After that, the doctor left Leorio with Hisa because this can be his last time to see her breathing. Hisa can possibly die anytime now…

_Maybe, this will be my last hours in this world but I still don't want him to cry for me. _She heard his voice again and it was as if pleading her to just open her eyes and let him see her like she is before.

"I didn't know that you have a heart disease… But please, open those eyes again and let me see your smiles once more.
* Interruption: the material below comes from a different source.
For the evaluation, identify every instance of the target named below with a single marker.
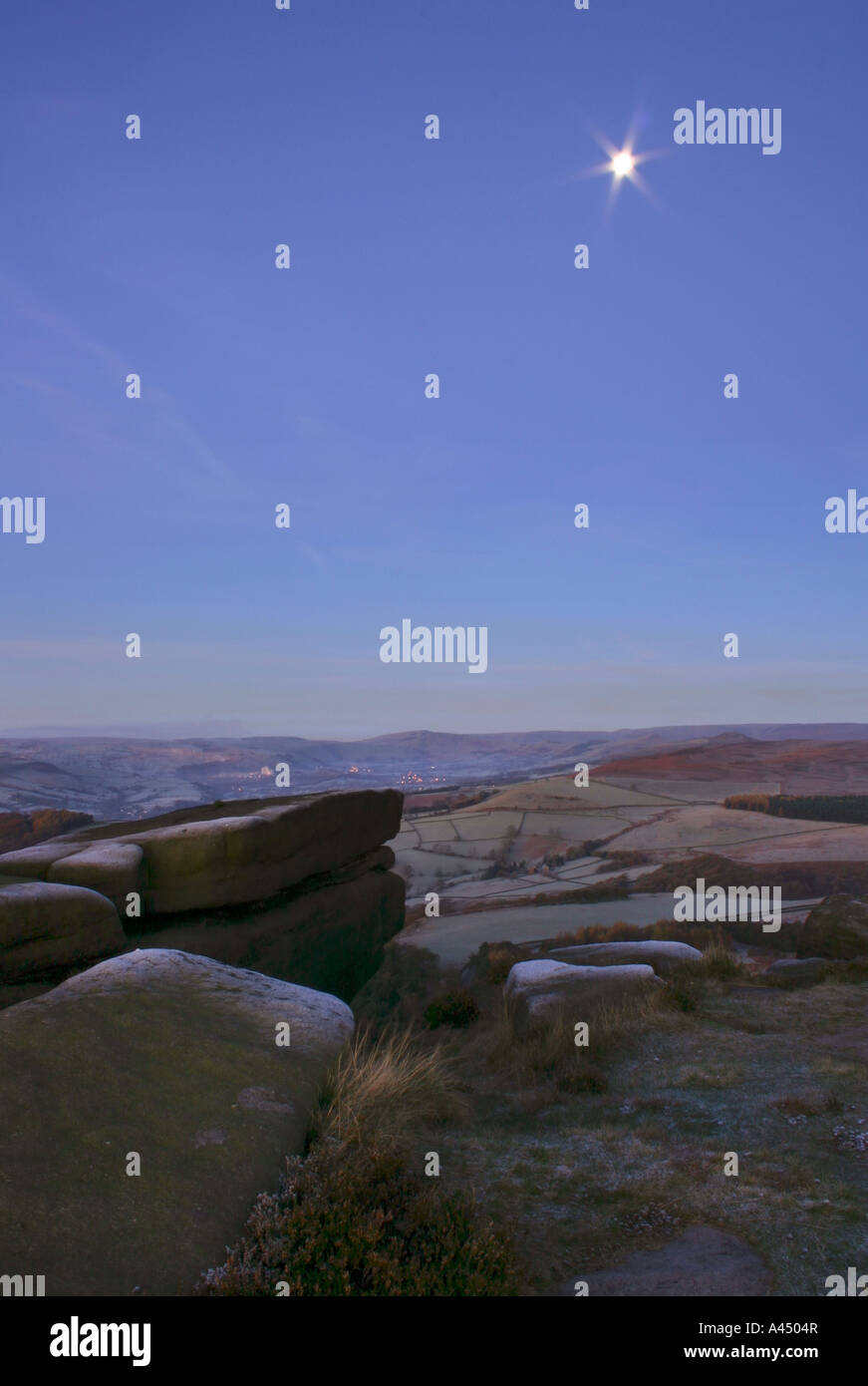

Let's prove to that doctor that he is wrong."

_ Alright, I just need to open my eyes and show him not to worry because I am happy, I deserve this anyway… No one will love me if he'll go away too so, I'll just choose to rest even I didn't have the chance to tell him that I love him. So please, just for a while let me borrow my strength once again… I just want to apologize._

She tried to open her eyes and finally, did it. She saw Leorio weeping beside him and telling himself what he should do. Then the girl seemed to call the Leorio without words; her sensei looked at her with those sad eyes and was about to call the doctor when Hisa spoke.

"No… need…"

She said again like she usually says before whenever he suggests. Her voice seemed to fade away but it didn't matter, at least it stopped Leorio. The guy hugged her and thanked her for coming back.

He managed to smile even though he knows that he can lose Hisa now. At least, he saw the girl like this once again.

That made Hisa cry and finally, her tears flow but Leorio shushed her and wiped her tears with his fingers gently.

"Don't leave me… I'm pleading on you… don't…"

"I can't… I want to rest sensei… I can't take… the pain that I feel… whenever…"

Her voice faded again so, Leorio seemed to finish his sentence with what he thought Hisa is about to say. "Because of me right? What did I do this time…?"

Her chuckles came so soft and that made a pain crept on the other's heart but, instead of telling him what's wrong, "I'm sorry…" she just said as she cries harder.

Her sensei shushed him and told her something that she didn't expect. "You want to cut all of our communication to avoid me? All this time, I've been hurting you right? I'm really sorry too…"

He said to Hisa but the other felt the pain in her chest again. It is as if her heart was took and been punched hard. So, her weeping was replaced by a sad smile, she didn't answer Leorio again and slowly closed her eyes.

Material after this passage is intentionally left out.